Chief engineer dies following fire aboard recently refurbished tugboat on Lake Ontario


A tugboat’s chief engineer was killed in a fire on Lake Ontario during the vessel’s first voyage after an ownership change and major refurbishment.

Matthew James Hoban, 49, died after being severely burned in the March 27 blaze aboard Patrice McAllister. Five other crewmembers were treated for minor injuries.

The 4,400-hp tug, formerly known as Cleveland, was en route to its new Staten Island, N.Y., homeport for the first time after McAllister Towing acquired the U.S.-flagged vessel. At about 0300, Patrice McAllister caught fire about four miles southeast of Point Petre, Ontario, said Christian Cafiti, a rescue coordinator with the Joint Rescue Coordination Centre at Trenton, Ontario.

“Our initial report was an engine fire,” Cafiti said. “The crew did try to put it out, but they were unable to put it out. After that, McAllister Towing hired a salvage vessel to tow the (tugboat).”

A Canadian armed forces helicopter airlifted the severely burned engineer to a hospital in Belleville, Ontario, Cafiti said. The Canadian Coast Guard cutter Cape Hearne evacuated the master, mate, first engineer and two deck hands. They were treated at a Kingston, Ontario, hospital and released.

That same day, Hoban was transferred to a Toronto burn unit, where he was pronounced dead. An autopsy was performed by the Toronto East Regional Coroner’s Office. Results will not be made public, said coroner’s spokeswoman Cheryl Mahyr.

After McAllister bought the tug from Laken Shipping in January, the company ordered two months of work on the 13-year-old boat at a shipyard in Toledo, Ohio.

“She underwent major upgrades and engine overhauls to prepare her for duty on the East Coast,” McAllister said in a statement.

The renamed Patrice McAllister had an Enhanced Seaway Inspection by Canadian officials at Port Colborne, Ontario, on the evening of March 26, the company said. After the fire disabled the tugboat, the still-smoking abandoned vessel was towed to Clayton, N.Y., by the tug Bowditch after a period of cooling and re-flash suppression.

Hoban had more than 20 years experience working on tugs, McAllister’s statement said. Hoban joined McAllister from the previous Cleveland crew and had worked for the New York company for only a couple of weeks.

Hoban, who lived in Cleveland, was a U.S. Navy veteran who had 20 years of experience on tugboats.

“He was hired because of his talent and knowledge of the Patrice, having worked aboard her for many years prior to joining McAllister,” the company’s statement said.

There were no immediate reports of problems with the tug’s firefighting equipment. “The vessel was provided with a full complement of portable extinguishers and a fixed fire suppression system for the engine room,” said Kurt Benson, U.S. Coast Guard senior marine inspector and investigator at Massena, N.Y.

The blaze heavily damaged the tug, which McAllister plans to repair.

“The entire interior of the vessel, from the main deck up, was completely burnt,” said Benson. “Anything that could burn did, with the exception of the ring buoy on the port side.”

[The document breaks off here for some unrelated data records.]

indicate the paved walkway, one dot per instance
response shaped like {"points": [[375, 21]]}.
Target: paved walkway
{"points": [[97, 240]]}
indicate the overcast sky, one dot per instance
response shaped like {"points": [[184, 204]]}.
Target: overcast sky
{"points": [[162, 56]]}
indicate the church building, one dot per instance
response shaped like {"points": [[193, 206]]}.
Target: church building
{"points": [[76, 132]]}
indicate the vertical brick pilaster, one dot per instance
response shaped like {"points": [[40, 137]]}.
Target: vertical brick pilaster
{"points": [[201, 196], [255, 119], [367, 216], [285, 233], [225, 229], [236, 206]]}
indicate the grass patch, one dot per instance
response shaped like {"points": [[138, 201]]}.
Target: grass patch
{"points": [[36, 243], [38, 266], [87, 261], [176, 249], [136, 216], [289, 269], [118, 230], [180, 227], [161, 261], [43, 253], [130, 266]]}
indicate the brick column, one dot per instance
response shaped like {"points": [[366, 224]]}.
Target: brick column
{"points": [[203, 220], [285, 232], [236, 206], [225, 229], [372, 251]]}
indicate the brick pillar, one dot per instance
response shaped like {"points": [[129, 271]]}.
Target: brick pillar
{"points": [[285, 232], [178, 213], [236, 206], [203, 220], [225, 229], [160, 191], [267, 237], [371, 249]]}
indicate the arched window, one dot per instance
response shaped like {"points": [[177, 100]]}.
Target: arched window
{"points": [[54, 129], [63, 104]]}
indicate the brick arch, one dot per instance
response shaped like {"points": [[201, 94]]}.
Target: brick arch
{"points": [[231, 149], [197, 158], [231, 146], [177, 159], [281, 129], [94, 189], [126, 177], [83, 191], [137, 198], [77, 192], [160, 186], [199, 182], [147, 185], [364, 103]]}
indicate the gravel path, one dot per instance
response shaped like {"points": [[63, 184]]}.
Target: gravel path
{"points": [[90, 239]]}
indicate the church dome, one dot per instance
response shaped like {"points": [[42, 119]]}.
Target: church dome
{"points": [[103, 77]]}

Transport Canada is investigating the incident for level of compliance with Canadian safety regulations, said the agency’s spokeswoman, Paula Fairfax. The Transportation Safety Board of Canada, U.S. Coast Guard and National Transportation Safety Board have opened casualty investigations.

“Several parts have been removed by authorities from the CAT engine for forensic testing by the NTSB,” McAllister’s statement said. “The tug is now secured in Staten Island where the investigation into the incident is continuing and plans to restore her to operating condition are being made.”

Hoban is survived by his mother and four siblings. He was the guardian of his late sister’s two children.